重防御タイプのゴルディレオンは、敵の引き付け役だ。
こうしなければ、まだ未熟なアレクたち新人の方へと火力を集中されかねない。
幸いにして、浮遊戦車を操るシュベールはゴルディレオンの『ハウリングインフェルノ』に脅威を感じていた。
軽量級とはいえGSをただの一撃で葬る武器だ。
警戒しないはずはない。
いまだ再使用できるようになっていない『ハウリングインフェルノ』だが、シュベールにはそこまではわからない。
そのため、ゴルディレオンが囮として有効に動けていた。
「……とはいえ、埒があかんのも確かか」
レオンは呟き、モニターに映る浮遊戦車を見やった。
その要塞のごとき偉容はいまだに陰りを見せない。
このままいけば各機の弾薬が底をつくかもしれない。
そうなればじり貧だろう。
また、向こうが『ハウリングインフェルノ』の再使用時間に気づくかもしれないし、よしんば気づかなくともそれを叩き込むには格闘戦距離へと踏み込む必要がある。
さすがにダメージが蓄積された状態では耐久力のあるゴルディレオンも持たないかもしれない。
「……いや、それでも……」
『クズ男! 肩借りるからキャノン畳んで停止!』
不意に入ってきた通信に、レオンは反射的にキャノンを畳んだ。
直後に重い音がゴルディレオンのコクピットまで響いてきて、さらに機体が揺れた。
レオンが不思議そうにそちらを見ると、ゴルディレオンの右肩に、長大な狙撃砲の砲身が窺えた。

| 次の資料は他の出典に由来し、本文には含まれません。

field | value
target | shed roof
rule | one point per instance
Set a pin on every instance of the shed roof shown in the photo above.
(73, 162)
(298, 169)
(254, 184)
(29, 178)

そう、リアノンのパープルキッスが手にしていた狙撃砲である。
それを持つのはもちろん、紫色のカラーリングをした片腕のGSだ。
『片手じゃあ安定しないからね。台座になってもらうわよん♪』
リアノンのその言葉に、レオンは薄く笑った。
「承知した。なんなら盾代わりも引き受けよう」
そう返したレオンに、リアノンも笑みを浮かべた。